Julia Zaccarelli-Magalhães, André Rinaldi Fukushima, Esther Lopes Ricci, Helenice de Souza Spinoza

Resumo


Os receptores glutamatérgicos NMDA são apontados como potenciais alvos de novas terapias para o tratamento da depressão, sendo a cetamina, um antagonista desses receptores, uma dessas terapias. Considerando que há uma tendência para a ampliação do uso clínico da cetamina como antidepressivo e que há poucas informações sobre a segurança e eficácia do seu uso prolongado e no período perinatal, esta revisão tem como objetivo apresentar as informações mais recentes sobre os efeitos da depressão no desenvolvimento da progênie e o possível uso da cetamina como tratamento para a depressão pós-parto. Para tanto, foi realizado levantamento bibliográfico em diretrizes e periódicos obtidos nas bases de dados SciELO, PubMed e ScienceDirect, entre os anos de 2000 e 2017, utilizando os seguintes termos como critérios de inclusão: depressão, depressão pós-parto, cetamina, antidepressivo e escetamina.
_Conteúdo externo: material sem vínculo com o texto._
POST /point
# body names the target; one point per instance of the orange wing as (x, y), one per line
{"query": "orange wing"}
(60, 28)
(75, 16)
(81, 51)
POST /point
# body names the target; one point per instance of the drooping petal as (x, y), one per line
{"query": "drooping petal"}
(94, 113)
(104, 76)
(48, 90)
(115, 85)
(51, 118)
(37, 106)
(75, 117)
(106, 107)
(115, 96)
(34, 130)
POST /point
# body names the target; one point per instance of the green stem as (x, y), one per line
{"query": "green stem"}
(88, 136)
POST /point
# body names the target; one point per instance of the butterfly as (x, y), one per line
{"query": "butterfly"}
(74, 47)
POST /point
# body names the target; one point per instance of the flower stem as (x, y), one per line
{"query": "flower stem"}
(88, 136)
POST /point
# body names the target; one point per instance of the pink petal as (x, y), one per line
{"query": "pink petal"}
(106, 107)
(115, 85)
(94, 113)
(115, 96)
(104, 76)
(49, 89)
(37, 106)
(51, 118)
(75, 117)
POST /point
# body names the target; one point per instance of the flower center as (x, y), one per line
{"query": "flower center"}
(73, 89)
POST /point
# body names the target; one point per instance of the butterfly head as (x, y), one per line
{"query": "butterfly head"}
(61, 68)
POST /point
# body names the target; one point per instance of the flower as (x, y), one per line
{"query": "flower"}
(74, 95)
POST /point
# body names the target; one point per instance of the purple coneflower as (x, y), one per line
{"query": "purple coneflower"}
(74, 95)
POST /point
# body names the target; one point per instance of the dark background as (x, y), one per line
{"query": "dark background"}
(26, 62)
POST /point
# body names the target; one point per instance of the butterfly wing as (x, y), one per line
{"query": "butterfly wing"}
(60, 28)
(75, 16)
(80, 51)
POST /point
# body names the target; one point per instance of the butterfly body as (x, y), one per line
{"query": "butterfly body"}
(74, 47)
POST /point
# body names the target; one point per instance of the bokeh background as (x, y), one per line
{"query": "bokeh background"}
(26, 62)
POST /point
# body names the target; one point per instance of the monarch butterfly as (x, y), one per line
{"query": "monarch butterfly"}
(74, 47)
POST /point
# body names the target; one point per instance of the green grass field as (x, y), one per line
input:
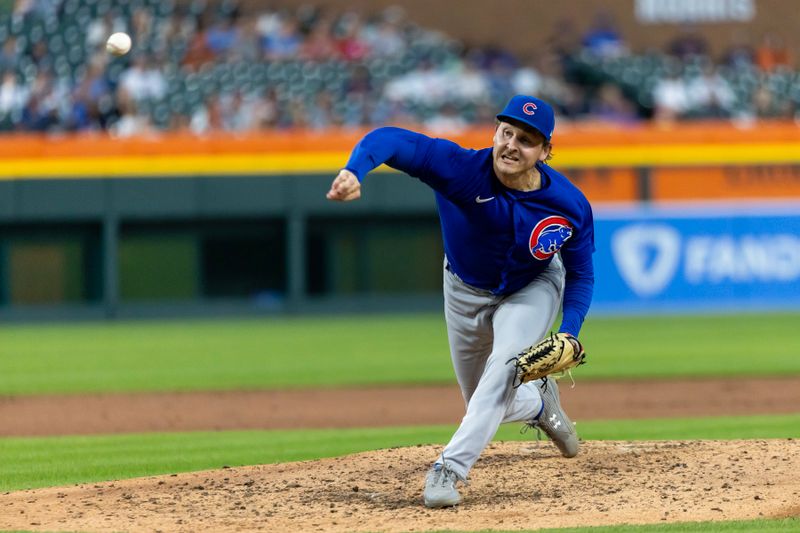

Os trabalhos selecionados mostraram que a terapêutica tradicional para o tratamento da depressão durante o período pós-parto apresenta riscos para o desenvolvimento da progênie, e, por isso, são necessários estudos que gerem o desenvolvimento de novas terapias para essa doença. A cetamina tem potencial promissor para o tratamento dos transtornos depressivos no geral, incluindo a depressão pós-parto, minimizando os riscos para o desenvolvimento da prole.